Seja por dormirem de ponta cabeça ou por alguns alimentarem-se de sangue, inúmeros mitos e curiosidades a respeito dos morcegos despertam a imaginação das pessoas, muitas vezes gerando repulsa e incompreensão popular acerca desses animais magníficos. Quem nunca ouviu falar dos vampiros? Criaturas meio homem meio morcego que se alimentam de sangue. Quem nunca acreditou que um morcego voando perto de si é sinal de perigo? Que todos transmitem doença? O que ainda é desconhecido de fato pela maioria das pessoas é a importância que os morcegos têm para a manutenção dos ecossistemas terrestres e consequentemente para a humanidade. Vamos então primeiramente esclarecer alguns mitos.

Presentes na Terra há pelo menos 50 milhões de anos, eles estão em todos os continentes, exceto nas regiões polares, e são reconhecidos por apresentar extensa diversidade alimentar. De acordo com a União Internacional para a Conservação da Natureza (IUCN) existem atualmente 1293 espécies catalogadas, com dietas que variam entre frutos, sementes, folhas, néctar, pólen, artrópodes, pequenos vertebrados e peixes, sendo apenas três consideradas hematófagas, ou seja, que realmente se alimentam de sangue. No Brasil já foram identificadas 180 espécies, estando entre elas as três espécies hematófagas (Desmodus rotundus, Diphylla ecaudata e Diaemus youngi). A espécie Desmodus rotundus (Fig. 1) alimenta-se preferencialmente de sangue de mamíferos silvestres de grande porte, mas em decorrência da expansão da pecuária a espécie passou a incluir em sua dieta sangue de animais de criação, como gado, cavalos, porcos, cachorros, aves e ocasionalmente seres humanos. Embora D. rotundus seja considerada o principal vetor de raiva silvestre, a potencial transmissão para seres humanos é baixa, os casos são raros e geralmente acontecem com pessoas que apresentam condições de vida e de moradia precária. No Brasil no período de 2010 a 2020 foram registrados somente 20 casos de raiva onde os morcegos foram os transmissores, uma média de dois casos por ano.
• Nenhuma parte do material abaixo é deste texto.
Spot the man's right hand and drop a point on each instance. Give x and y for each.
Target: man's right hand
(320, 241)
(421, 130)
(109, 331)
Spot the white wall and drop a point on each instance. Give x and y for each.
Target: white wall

Se arredondarmos para 200 milhões a população atual do país, as chances anuais que uma pessoa tem de contrair raiva pela mordida de um morcego é de 1 em 100 milhões, isso sem levarmos em consideração fatores como moradia e condição de vida.
Imagem da Bocaina
Figura 1: O morcego hematófago Desmodus rotundus - Fotografado por Matheus Fernandes Viola

Mas por que então as vezes eles voam tão perto dos humanos? Geralmente esses relatos ocorrem próximo a arvores ou postes de iluminação provavelmente por estarem atrás de frutos ou insetos para se alimentarem, entretanto, seu voo baixo acaba assuntando as pessoas. Por outro lado, algumas vezes os morcegos voam em direção à pessoa para localizá-la pelo radar e perceber se o indivíduo representa ou não uma ameaça. Ironicamente isso pode acontecer por que eles têm fome, mas não de sangue, e também porque se sentem ameaçados. No final das contas nós somos os vilões e não eles.
O que muitos ainda desconhecem diz respeito aos serviços ambientais realizados pelos morcegos. Os serviços ambientais referem-se basicamente aos benefícios obtidos da natureza direta ou indiretamente, através dos ecossistemas, a fim de sustentar a vida no planeta. Nesse sentido, os principais serviços ambientais realizados pelos morcegos são: dispersão de sementes, polinização e controle de insetos. Por exemplo, as espécies de morcegos frugívoras são eficientes dispersores de sementes, pois quando se alimentam de um fruto eles os retiram de uma planta e voam para outro lugar, e nesse processo pode ocorrer a queda do fruto, descarte de sementes ou mesmo a defecação durante o voo (Fig. 2). Alguns estudos identificaram que 549 espécies de plantas são dispersadas a grandes distancias (>10km) por espécies frugívoras neotropicais. No continente africano indivíduos de uma única colônia de 150 mil morcegos dispersam durante o ano uma quantidade de sementes que seriam suficientes para replantar 800 hectares de floresta. Para terem uma ideia, essa área é cinco vezes maior do que a capital de São Paulo. Incrível, não? Por essas razões, os morcegos estão hoje entre os maiores dispersores de semente do planeta.
Imagem Bocaina

Figura 2: O morcego Artibeus watsoni, carregando um figo. Fotografado por Angelica Menchaca

Por outro lado, as espécies que se alimentam de néctar das flores são polinizadoras de várias plantas frutíferas, mantendo variabilidade genética entre as espécies polinizadas. Muitas das espécies de plantas polinizadas por morcegos possuem grande importância econômica, sendo utilizadas como alimentos e/ou remédios. Vejamos o exemplo dos morcegos da tequila, sim, a tequila, você não leu errado. A tequila é uma bebida fermentada originaria do México fabricada a partir da fermentação do agave azul (Agave tequilana). Sua polinização é realizada principalmente por espécies de morcegos-de-nariz-comprido, pertencentes ao gênero Leptonycteris (Fig. 3) Devido ao aumento na demanda de exportação da tequila na década de 1980, a monocultura intensiva de clones, ou seja, plantas geneticamente semelhantes de agave azul, foi implantada para aumentar sua produção em extensas áreas. Não bastando, os fazendeiros cortavam as inflorescências das plantas para aumentar a produção de açúcar, e consequentemente aumentar a fabricação da tequila.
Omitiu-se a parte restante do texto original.